At the core of Janus-Pro’s design is its innovative dual-pathway visual encoding strategy, which allows Janus-Pro to process visual inputs more effectively without sacrificing its generative capabilities. Unlike traditional unified models that struggle with balancing understanding and generation, Janus-Pro optimizes both tasks by assigning them dedicated encoding pathways while still leveraging a single, powerful transformer for processing. This approach enables Janus-Pro to seamlessly adapt across diverse multimodal tasks, from image synthesis to text-guided generation, reinforcing Janus-Pro’s ability to outperform existing AI frameworks.

A major challenge in unified multimodal models is maintaining high performance across a wide range of tasks without requiring task-specific architectures.

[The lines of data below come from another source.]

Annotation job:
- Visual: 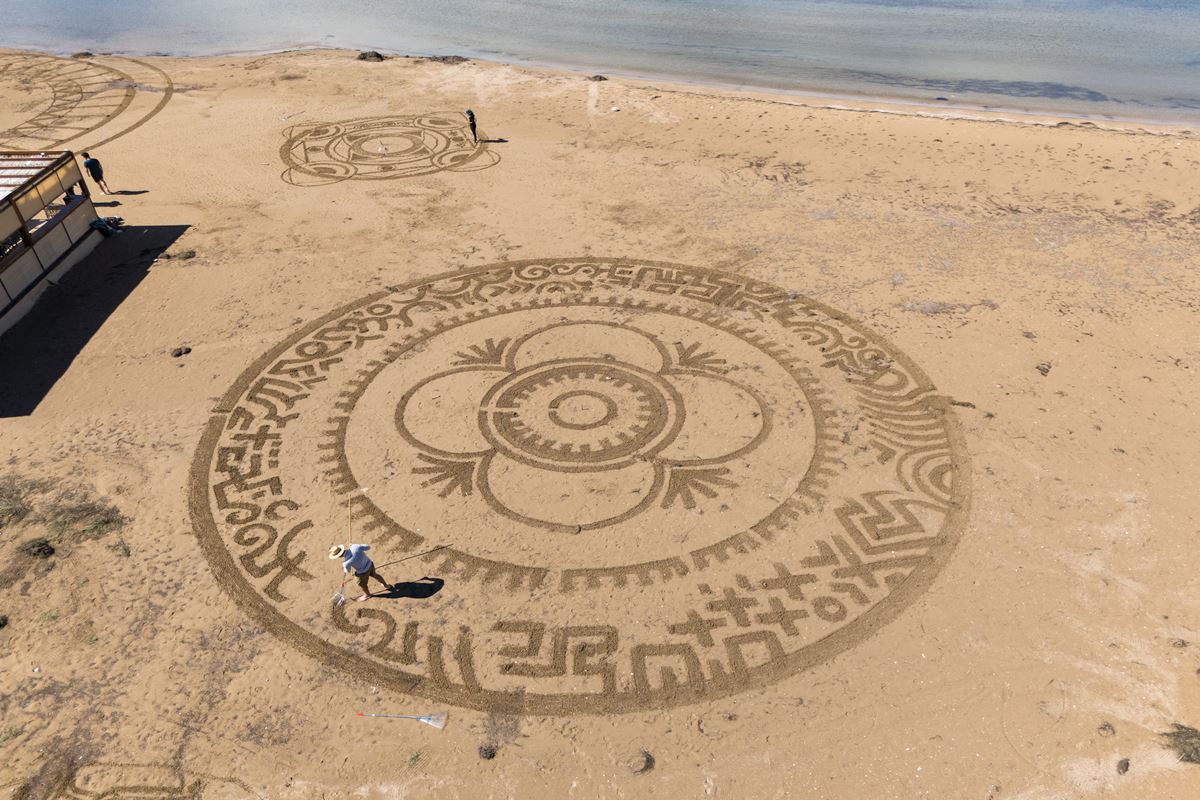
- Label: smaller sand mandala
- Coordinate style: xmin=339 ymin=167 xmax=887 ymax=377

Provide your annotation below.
xmin=191 ymin=259 xmax=968 ymax=714
xmin=280 ymin=112 xmax=500 ymax=186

Janus-Pro overcomes this with its streamlined yet highly adaptable framework, surpassing previous unified models and even matching or exceeding the performance of specialized task-specific solutions. With its simplicity, flexibility, and superior effectiveness, Janus-Pro represents a significant step forward in multimodal AI. Janus-Pro is setting a new benchmark for next-generation unified models, proving that Janus-Pro is the future of multimodal AI technology.

1.1 How to Use Janus-Pro Workflow?

Janus-Pro

You can use Janus-Pro workflow in 2 ways

Janus-Pro Image generation
Janus-Pro Image Description (OCR, Captions, Describe...etc)

1.2 Janus-Pro Image Generation

Janus-Pro

The Janus Image Generation Sampler lets you enter prompts.
You can use Janus-Pro-1B or Janus-Pro-7B model.
Janus-Pro Image generation is currently restricted to a 1:1 Square (384*384 px) ratio.

The Janus-Pro models will be auto-downloaded in your cloud runcomfy machine upon running for the first time. This may take 2-5 minutes when queuing for the first time. Models Link -

Janus-Pro-1B - https://huggingface.co/deepseek-ai/Janus-Pro-1B
Janus-Pro-7B - https://huggingface.co/deepseek-ai/Janus-Pro-7B

The models will be downloaded in : Comfyui/models/Janus-Pro

1.3 Janus-Pro Image Description

Janus-Pro

Click and Upload an Image in the Load Image Node for Janus-Pro processing.
You can perform : OCR, Captions, Detailed Description using the Janus-Pro Image Understanding Node. Simply type your request in the Type Box provided in the node.

Example Question: “Describe this image in detail, where is this located, what is written in it… etc.”

Janus-Pro sets a new standard for multimodal AI by seamlessly integrating understanding and generation within a unified framework. Janus-Pro’s innovative dual-pathway encoding enhances flexibility, resolving conflicts that hinder traditional models. By surpassing previous unified architectures and rivaling task-specific solutions, Janus-Pro paves the way for more efficient and versatile AI systems. As a powerful and adaptable framework, Janus-Pro stands at the forefront of next-generation multimodal intelligence, proving that Janus-Pro is the future of multimodal AI.